Gower distance-based multivariate control charts for a mixture of continuous and categorical variables
Introduction
Statistical process control (SPC) tools are widely used in monitoring and improving output quality in the manufacturing and service industries (Woodall, 2000, Woodall and Montgomery, 1999). Control charts, which are based on solid statistical theory, are the most widely used tool in SPC (Montgomery, 2005). Their main purpose is to detect any assignable changes that affect output quality. Monitoring statistics and control limits are the two major components in construction of a control chart. Monitoring statistics, plotted on a control chart, can be established as a function of observations. Control limits are generally determined based on the probability distribution of the monitoring statistics with user-specified false alarm rates. Out-of-control signals for a monitored process are issued when the corresponding monitoring statistic exceeds (or falls below) the control limit.
Control charts can be divided into univariate and multivariate charts based on the number of quality characteristics that they monitor. Univariate charts monitor a single quality characteristic, and multivariate charts monitor a number of quality characteristics simultaneously. The most widely used multivariate control chart is a Hotelling’s T2 control chart. Its monitoring statistic is the distance between an observation and the scaled-mean, estimated from in-control observations. The control limit of a Hotelling’s T2 control chart is proportional to the percentile of the F-distribution, assuming that the data follow a multivariate normal distribution (Hotelling, 1947). The necessity of this distributional assumption has restricted the applicability of Hotelling’s T2 control charts to situations in which the data are nonnormally distributed.

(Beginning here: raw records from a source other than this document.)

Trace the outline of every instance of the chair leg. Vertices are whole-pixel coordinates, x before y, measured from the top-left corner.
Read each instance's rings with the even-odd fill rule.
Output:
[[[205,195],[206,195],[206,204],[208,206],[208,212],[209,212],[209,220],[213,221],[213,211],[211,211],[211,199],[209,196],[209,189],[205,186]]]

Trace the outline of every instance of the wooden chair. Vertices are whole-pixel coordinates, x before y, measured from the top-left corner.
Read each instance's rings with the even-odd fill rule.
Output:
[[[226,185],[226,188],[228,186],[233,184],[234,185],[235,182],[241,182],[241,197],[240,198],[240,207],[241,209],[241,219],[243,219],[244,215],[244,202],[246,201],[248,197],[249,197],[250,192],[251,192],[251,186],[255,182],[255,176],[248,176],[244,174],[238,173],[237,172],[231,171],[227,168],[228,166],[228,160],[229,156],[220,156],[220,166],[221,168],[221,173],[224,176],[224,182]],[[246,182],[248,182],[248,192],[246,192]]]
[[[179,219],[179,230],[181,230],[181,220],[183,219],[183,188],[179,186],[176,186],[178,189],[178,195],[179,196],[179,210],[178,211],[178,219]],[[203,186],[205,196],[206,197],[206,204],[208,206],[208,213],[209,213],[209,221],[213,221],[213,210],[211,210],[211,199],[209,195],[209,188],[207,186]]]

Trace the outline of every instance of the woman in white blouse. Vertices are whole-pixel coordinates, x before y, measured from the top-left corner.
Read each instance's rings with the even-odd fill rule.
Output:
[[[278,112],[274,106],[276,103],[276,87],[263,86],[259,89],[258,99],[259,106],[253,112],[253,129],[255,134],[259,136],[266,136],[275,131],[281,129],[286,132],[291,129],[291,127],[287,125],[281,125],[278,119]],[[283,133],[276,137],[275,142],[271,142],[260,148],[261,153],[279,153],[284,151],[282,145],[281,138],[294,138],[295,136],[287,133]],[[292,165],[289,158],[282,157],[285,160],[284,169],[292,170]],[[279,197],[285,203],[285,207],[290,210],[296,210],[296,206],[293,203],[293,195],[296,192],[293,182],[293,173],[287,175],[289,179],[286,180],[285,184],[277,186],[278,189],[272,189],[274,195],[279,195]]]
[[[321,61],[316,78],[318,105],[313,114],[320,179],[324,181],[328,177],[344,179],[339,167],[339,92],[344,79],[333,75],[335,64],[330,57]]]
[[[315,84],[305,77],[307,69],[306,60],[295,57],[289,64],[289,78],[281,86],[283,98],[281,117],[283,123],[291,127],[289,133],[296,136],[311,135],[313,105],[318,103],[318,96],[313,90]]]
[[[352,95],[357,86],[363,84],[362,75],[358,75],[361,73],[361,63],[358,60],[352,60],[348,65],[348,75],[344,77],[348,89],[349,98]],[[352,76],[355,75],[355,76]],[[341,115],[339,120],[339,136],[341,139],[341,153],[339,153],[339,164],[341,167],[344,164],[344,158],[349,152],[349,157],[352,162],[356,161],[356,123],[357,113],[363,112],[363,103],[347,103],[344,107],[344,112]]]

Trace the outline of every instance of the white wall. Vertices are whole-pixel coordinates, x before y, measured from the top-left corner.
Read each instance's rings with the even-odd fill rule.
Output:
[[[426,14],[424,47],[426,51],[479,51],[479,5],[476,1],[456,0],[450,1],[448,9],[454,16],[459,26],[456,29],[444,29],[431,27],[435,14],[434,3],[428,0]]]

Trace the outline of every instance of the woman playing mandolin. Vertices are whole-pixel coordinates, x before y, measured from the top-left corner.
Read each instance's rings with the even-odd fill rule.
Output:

To address this problem, many distribution-free control charts have been proposed (Bakir, 2006, Chakraborti et al., 2001, Liu, 1995, Liu et al., 2004, Phaladiganon et al., 2011, Qiu, 2008, Qiu and Hawkins, 2001, Qiu and Hawkins, 2003, Sukchotrat et al., 2009, Sun and Tsung, 2003, Tuerhong et al., 2014, Yang et al., 2011). A comprehensive review of univariate distribution-free control charts can be found in Chakraborti et al. (2001). As for multivariate cases, Liu (1995) developed a multivariate nonparametric control chart that uses the concept of data depth. Moreover, to improve the location detection capability of the previous data depth-based chart, Liu et al. (2004) later proposed a nonparametric multivariate data depth moving average control charts. However, both of these data depth methods require a high computational load, which makes them less efficient for many modern processes that involve many quality characteristics (Ning & Tsung, 2012). Qiu and Hawkins have worked on developing distribution free rank-based multivariate cumulative sum procedures to handle nonnormal distributed process data (Qiu and Hawkins, 2001, Qiu and Hawkins, 2003). However, their methods assume that the distribution of the in-control data is known. Recently, several other useful nonparametric multivariate control charts based on sign test have been proposed (Das, 2009, Zou and Tsung, 2011, Zou et al., 2012).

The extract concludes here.